L’on avait alors pensé que le gouvernement était soucieux de tenir le pays informé de cette situation sociopolitique, tout le monde étant intéressé de savoir quelle est l’évolution de ces évènements qui ont irréversiblement un impact sur l’avenir du pays. Mais le mystère reste entier et entretenu sur les opérations menées en début de semaine. Sans doute parce qu’il y a des choses à cacher, ou que des choses que le gouvernement ne peut expliquer à cause du caractère arbitraire qui entoure ces agissement. Le cas des deux journalistes par exemple. Après 3 jours de détention, le pouvoir ne peut ignorer leur identité précise et les raisons pour lesquelles ils se trouvaient chez Albert Nzongang ce lundi soir.
Le journaliste
D’après l’article 2 du décret 2002/2170/Pm du 09 décembre 2002 signé par le premier ministre d’alors Peter Mafany Mussongue, est considéré comme journaliste , « toute personne qui sur la base de ses facultés intellectuelles, de sa formation ou de ses talents, a pour occupation principale et rétribuée, des tâches effectives de rédaction, de reportage, de collecte et de traitement de l’information pour le compte d’un ou de plusieurs supports médiatiques. » Il est reconnu que les deux journalistes, Théodore Tchopa et David Eyengue Nzima sont régulièrement employés au journal Le jour, et sont par ailleurs membres de plusieurs associations corporatistes comme le Syndicat national des journalistes du Cameroun ou l’association des journalistes sportifs du Cameroun.
De plus, au regard de l’article 47 de la loi de 90 sur la communication sociale, le journaliste est tenu de traiter l’information avec objectivité et responsabilité.
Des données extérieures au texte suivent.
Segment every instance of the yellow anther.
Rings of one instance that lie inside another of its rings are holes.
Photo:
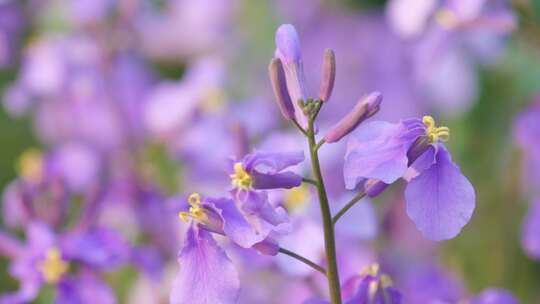
[[[69,263],[62,260],[60,250],[56,247],[47,250],[45,259],[38,265],[38,270],[43,275],[43,279],[50,284],[58,283],[68,269]]]
[[[431,116],[424,116],[422,122],[426,125],[426,136],[429,143],[435,143],[438,141],[448,141],[450,138],[450,129],[448,127],[437,127],[435,119]]]
[[[188,203],[191,205],[191,206],[196,206],[196,205],[200,205],[201,204],[201,196],[199,195],[199,193],[192,193],[189,197],[188,197]]]
[[[435,21],[445,29],[453,29],[459,25],[456,14],[446,8],[441,8],[435,13]]]
[[[208,89],[203,93],[202,109],[208,113],[219,112],[225,105],[225,93],[220,88]]]
[[[380,281],[381,281],[381,286],[383,288],[388,288],[394,285],[394,282],[392,282],[392,279],[390,278],[390,276],[386,274],[381,275]]]
[[[182,220],[182,222],[187,223],[189,221],[189,212],[180,211],[178,212],[178,217]]]
[[[242,163],[234,164],[234,174],[229,175],[231,177],[231,183],[233,187],[239,188],[242,190],[247,190],[251,188],[253,180],[251,175],[244,170]]]
[[[192,193],[188,197],[188,203],[190,205],[189,212],[181,211],[178,213],[178,217],[186,223],[189,221],[189,218],[199,222],[206,221],[206,214],[204,213],[204,209],[201,207],[201,196],[198,193]]]
[[[39,182],[43,178],[43,155],[37,149],[28,149],[19,157],[19,175],[29,182]]]
[[[289,211],[300,210],[311,199],[308,187],[302,185],[287,191],[284,199],[285,207]]]
[[[377,293],[377,289],[379,289],[379,281],[369,282],[368,295],[370,299],[373,299],[375,297],[375,294]]]
[[[373,263],[369,266],[366,266],[364,269],[362,269],[362,272],[360,272],[360,275],[362,276],[370,275],[372,277],[376,277],[379,274],[380,269],[381,267],[379,266],[378,263]]]

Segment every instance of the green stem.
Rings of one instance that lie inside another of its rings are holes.
[[[337,267],[336,241],[334,237],[334,225],[332,223],[332,214],[328,204],[328,196],[321,173],[319,163],[319,154],[317,152],[317,143],[315,141],[315,132],[313,128],[313,119],[309,120],[308,125],[308,141],[309,151],[311,155],[311,167],[313,176],[317,182],[317,193],[319,196],[319,204],[321,208],[322,222],[324,228],[324,248],[326,251],[326,260],[328,269],[326,276],[328,278],[328,287],[330,289],[330,298],[332,304],[341,304],[341,287],[339,282],[339,272]]]
[[[313,186],[317,186],[317,181],[312,180],[311,178],[303,177],[302,182],[312,184]]]
[[[288,249],[285,249],[285,248],[279,248],[279,252],[280,252],[280,253],[283,253],[283,254],[285,254],[285,255],[288,255],[288,256],[290,256],[290,257],[292,257],[292,258],[294,258],[294,259],[297,259],[298,261],[300,261],[300,262],[302,262],[302,263],[304,263],[304,264],[310,266],[311,268],[317,270],[318,272],[320,272],[320,273],[326,275],[326,269],[324,269],[324,267],[318,265],[317,263],[311,261],[311,260],[308,259],[308,258],[305,258],[305,257],[299,255],[299,254],[296,253],[296,252],[292,252],[292,251],[290,251],[290,250],[288,250]]]
[[[365,192],[360,192],[355,197],[353,197],[345,206],[343,206],[343,208],[341,208],[341,210],[338,211],[338,213],[336,213],[336,215],[334,215],[334,217],[332,218],[332,223],[335,225],[337,223],[337,221],[345,213],[347,213],[347,211],[349,211],[349,209],[351,209],[352,206],[354,206],[358,201],[363,199],[364,196],[366,196],[366,193]]]

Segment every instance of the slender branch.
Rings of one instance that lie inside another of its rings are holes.
[[[308,142],[311,156],[311,167],[313,176],[317,181],[317,194],[319,196],[319,205],[321,208],[322,223],[324,228],[324,248],[326,252],[326,261],[328,270],[326,276],[328,278],[328,288],[330,289],[330,298],[332,304],[341,304],[341,286],[339,281],[339,272],[337,267],[336,241],[334,236],[334,225],[332,223],[332,214],[328,203],[328,196],[324,186],[324,180],[321,173],[321,165],[319,163],[319,155],[316,149],[315,131],[313,127],[313,116],[308,122]]]
[[[322,145],[324,145],[325,142],[326,142],[326,140],[324,140],[324,138],[321,139],[321,140],[317,143],[317,145],[315,146],[315,150],[319,151],[319,149],[321,148]]]
[[[349,211],[349,209],[351,209],[352,206],[354,206],[358,201],[364,198],[364,196],[366,196],[366,193],[362,191],[358,193],[355,197],[353,197],[347,204],[345,204],[345,206],[343,206],[343,208],[341,208],[341,210],[338,211],[338,213],[336,213],[336,215],[334,215],[334,217],[332,218],[332,223],[335,225],[337,221],[343,215],[345,215],[345,213],[347,213],[347,211]]]
[[[303,178],[302,178],[302,182],[308,183],[308,184],[312,184],[313,186],[317,186],[317,185],[318,185],[316,180],[313,180],[313,179],[307,178],[307,177],[303,177]]]
[[[306,130],[304,130],[304,128],[302,128],[302,126],[296,121],[296,119],[292,119],[292,122],[294,123],[296,128],[298,130],[300,130],[300,132],[302,132],[302,134],[304,134],[304,136],[308,136]]]
[[[288,255],[288,256],[292,257],[293,259],[297,259],[298,261],[300,261],[300,262],[310,266],[311,268],[317,270],[318,272],[326,275],[326,269],[324,269],[324,267],[322,267],[319,264],[311,261],[308,258],[305,258],[305,257],[303,257],[303,256],[301,256],[301,255],[299,255],[299,254],[297,254],[295,252],[292,252],[290,250],[287,250],[287,249],[285,249],[283,247],[279,248],[279,252],[281,252],[281,253],[283,253],[285,255]]]

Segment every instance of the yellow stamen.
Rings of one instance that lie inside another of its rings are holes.
[[[454,12],[441,8],[435,13],[435,21],[445,29],[453,29],[459,25],[459,19]]]
[[[253,184],[253,179],[251,175],[244,170],[242,163],[234,164],[234,174],[229,175],[231,177],[231,183],[233,187],[239,188],[242,190],[247,190],[251,188]]]
[[[435,119],[431,116],[424,116],[422,122],[426,125],[426,136],[430,144],[440,141],[448,141],[450,138],[450,129],[448,127],[437,127]]]
[[[383,288],[388,288],[388,287],[391,287],[392,285],[394,285],[394,282],[392,282],[392,279],[390,278],[390,276],[386,275],[386,274],[382,274],[381,275],[381,286]]]
[[[220,88],[211,88],[203,93],[202,108],[208,113],[217,113],[225,105],[225,93]]]
[[[28,149],[19,157],[17,172],[26,181],[37,183],[43,178],[43,163],[39,150]]]
[[[285,207],[289,211],[300,210],[306,206],[311,199],[311,193],[309,193],[308,187],[302,185],[300,187],[292,188],[287,191],[285,195],[284,203]]]
[[[62,260],[60,250],[56,247],[47,250],[45,259],[38,265],[38,270],[43,275],[43,279],[49,284],[58,283],[68,269],[69,263]]]
[[[188,203],[190,205],[189,212],[181,211],[178,213],[178,217],[183,222],[187,223],[190,218],[199,222],[204,222],[207,220],[204,209],[201,207],[201,196],[198,193],[192,193],[188,197]]]
[[[362,271],[360,272],[360,275],[362,276],[370,275],[372,277],[376,277],[379,274],[380,269],[381,267],[379,266],[379,264],[373,263],[369,266],[366,266],[364,269],[362,269]]]

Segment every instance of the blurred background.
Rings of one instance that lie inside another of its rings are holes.
[[[57,171],[74,204],[96,187],[109,190],[126,179],[165,204],[193,189],[223,193],[227,175],[220,162],[242,155],[242,140],[250,149],[294,146],[297,137],[275,109],[267,76],[282,23],[299,32],[312,95],[324,49],[336,53],[336,86],[321,114],[322,129],[363,94],[380,91],[383,106],[374,119],[430,114],[450,127],[453,158],[477,191],[471,222],[455,239],[433,244],[404,215],[403,187],[395,185],[372,202],[375,228],[356,235],[358,248],[368,248],[359,250],[385,261],[405,292],[424,287],[407,281],[400,265],[422,263],[444,269],[448,284],[459,286],[441,292],[444,303],[488,287],[540,303],[540,263],[522,246],[524,219],[540,191],[538,181],[524,178],[524,159],[540,150],[516,144],[516,121],[540,92],[540,2],[532,0],[0,0],[4,230],[24,239],[24,225],[11,223],[17,216],[6,201],[9,186],[27,174],[28,151],[64,157]],[[536,118],[529,127],[540,130]],[[336,147],[323,157],[332,197],[340,202],[349,194],[339,170],[332,170],[340,168],[342,153]],[[102,208],[100,223],[123,225],[133,244],[161,242],[125,228],[129,223],[109,221],[132,216],[123,210]],[[347,225],[354,230],[362,223],[353,218]],[[178,248],[161,251],[173,270]],[[9,262],[0,258],[0,292],[18,286]],[[275,267],[268,263],[259,267]],[[122,267],[106,280],[120,303],[152,303],[130,298],[135,272]],[[243,294],[244,303],[296,303],[264,300],[264,285],[253,282],[281,286],[289,279],[260,272],[243,279],[244,290],[260,294]],[[50,293],[42,290],[37,301],[49,303]],[[429,303],[419,300],[428,299],[425,294],[414,297],[406,303]]]

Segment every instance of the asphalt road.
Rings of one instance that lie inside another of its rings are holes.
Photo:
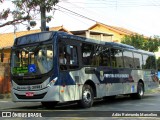
[[[118,96],[114,100],[98,99],[93,107],[82,109],[76,103],[58,104],[53,109],[47,109],[41,103],[13,103],[10,99],[0,100],[0,116],[2,112],[11,112],[13,117],[58,117],[58,119],[160,119],[160,88],[145,94],[141,100],[133,100],[128,96]],[[13,114],[13,112],[15,114]],[[35,114],[33,114],[35,113]],[[22,116],[23,115],[23,116]],[[159,116],[159,117],[157,117]],[[79,118],[81,117],[81,118]]]

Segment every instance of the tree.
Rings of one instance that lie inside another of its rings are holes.
[[[3,0],[0,0],[3,3]],[[9,14],[13,15],[13,20],[0,24],[0,27],[22,23],[28,21],[31,26],[35,26],[35,15],[41,14],[41,31],[46,30],[46,22],[49,22],[52,16],[46,16],[46,12],[53,10],[53,7],[59,0],[15,0],[13,4],[18,10],[11,11],[9,8],[0,12],[0,20],[7,19]],[[30,29],[30,28],[28,28]]]
[[[143,35],[130,35],[122,38],[122,43],[132,45],[137,49],[143,49],[150,52],[158,51],[160,46],[159,36],[154,36],[154,38],[147,38]]]

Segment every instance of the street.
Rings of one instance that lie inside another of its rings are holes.
[[[42,117],[122,117],[122,113],[160,115],[160,88],[146,93],[141,100],[118,96],[114,100],[95,100],[93,106],[82,109],[76,103],[61,103],[53,109],[44,108],[39,102],[14,103],[11,99],[0,100],[1,112],[40,113]],[[16,117],[16,116],[14,116]],[[145,117],[148,118],[148,117]]]

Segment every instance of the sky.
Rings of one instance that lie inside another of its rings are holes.
[[[53,19],[49,27],[62,26],[68,30],[84,30],[95,24],[95,21],[123,27],[146,36],[160,36],[160,0],[60,0],[55,10],[47,13]],[[10,0],[0,4],[0,11],[7,7],[14,9]],[[76,14],[78,13],[81,15]],[[84,18],[87,17],[89,19]],[[9,19],[12,19],[10,16]],[[37,15],[40,28],[40,17]],[[0,24],[5,21],[0,21]],[[26,25],[16,25],[16,31],[26,30]],[[13,32],[14,27],[0,28],[0,33]]]

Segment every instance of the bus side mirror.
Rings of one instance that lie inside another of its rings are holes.
[[[3,60],[4,60],[4,53],[3,53],[3,50],[2,50],[2,52],[1,52],[1,62],[3,62]]]

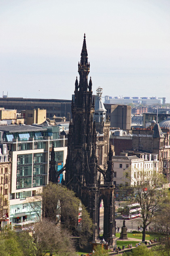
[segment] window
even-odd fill
[[[21,200],[24,199],[26,197],[30,197],[32,196],[31,191],[27,191],[16,193],[16,198],[20,198]]]
[[[6,198],[5,198],[5,200],[4,201],[4,206],[6,206],[8,205],[8,201]]]
[[[45,185],[44,176],[36,176],[33,178],[33,187]]]
[[[7,177],[6,177],[5,178],[4,181],[4,182],[5,182],[5,184],[8,184],[8,178]]]
[[[34,163],[42,163],[45,162],[45,154],[39,153],[34,154]]]
[[[63,151],[57,151],[55,152],[55,161],[56,162],[63,161]]]
[[[19,136],[19,141],[28,141],[30,137],[30,134],[28,132],[22,132],[18,134]]]
[[[13,139],[14,138],[13,135],[11,133],[6,134],[6,137],[8,141],[12,141]]]
[[[36,139],[38,139],[38,138],[40,138],[42,139],[42,135],[40,131],[39,132],[35,132],[35,136],[36,137]]]
[[[30,188],[32,186],[31,177],[17,179],[17,189]]]
[[[19,143],[18,150],[27,150],[30,149],[30,143]]]
[[[45,142],[35,142],[34,145],[34,149],[43,149],[45,150]]]
[[[18,155],[17,164],[27,165],[32,163],[32,154]]]
[[[25,165],[24,166],[17,166],[17,177],[22,176],[31,176],[32,175],[32,166]]]
[[[4,195],[8,195],[8,189],[4,189]]]
[[[32,114],[31,114],[30,113],[28,113],[28,117],[32,117]]]
[[[34,175],[43,174],[45,173],[45,165],[34,165]]]

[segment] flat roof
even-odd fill
[[[23,124],[11,124],[0,126],[0,131],[6,132],[34,132],[36,131],[45,131],[47,129],[32,125]]]
[[[57,99],[33,99],[17,98],[0,98],[0,101],[28,101],[49,102],[71,103],[71,100],[58,100]]]

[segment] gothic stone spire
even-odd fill
[[[51,160],[49,162],[49,181],[54,183],[57,183],[56,180],[57,174],[55,170],[55,152],[53,141],[53,145],[51,152]]]

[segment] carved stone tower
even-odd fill
[[[53,183],[57,183],[57,172],[55,170],[55,152],[54,152],[54,142],[53,141],[53,145],[50,154],[51,159],[49,161],[49,181]]]
[[[95,121],[93,121],[94,101],[92,99],[91,77],[88,82],[90,63],[87,55],[85,34],[78,64],[80,80],[79,83],[77,77],[74,99],[72,99],[72,119],[70,122],[66,164],[57,173],[57,178],[65,170],[64,184],[73,190],[87,207],[94,224],[91,238],[94,241],[99,238],[100,207],[103,200],[103,237],[113,245],[113,234],[115,234],[113,153],[110,149],[108,169],[104,171],[98,166],[96,157],[96,129]],[[104,178],[102,184],[100,184],[100,172]]]

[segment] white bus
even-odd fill
[[[14,230],[17,232],[19,232],[23,230],[29,230],[32,229],[34,225],[34,222],[32,221],[28,221],[15,224],[14,225]]]
[[[132,219],[140,216],[141,208],[139,204],[129,204],[123,207],[122,218],[123,219]]]

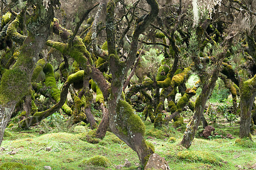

Et pour mieux se conformer à cette exigence, il doit être sur le terrain des évènements, au cœur de l’actualité, et c’est ce que Théodore Tchopa et David Eyengue Nzima faisait ce 29 janvier au soir chez Albert Nzongang, il ne faisait que leur travail.
Conditions illégales de garde à vue
Les personnes interpellées ce 29 janvier sont accusées d’avoir participé aux marches blanches interdites pour certains et de les avoirs organisés pour d’autres. Si c’est le vrai motif derrière ces opérations, que font encore les journalistes entre les mains de la police ? On peut comprendre que les arrestations de ce soir-là ont été faites dans des conditions de rafles, mais une fois identifiés, ceux qui n’ont rien à voir avec les motifs des rafles ne devraient-ils pas être remis en liberté, dans un pays dit de libertés ?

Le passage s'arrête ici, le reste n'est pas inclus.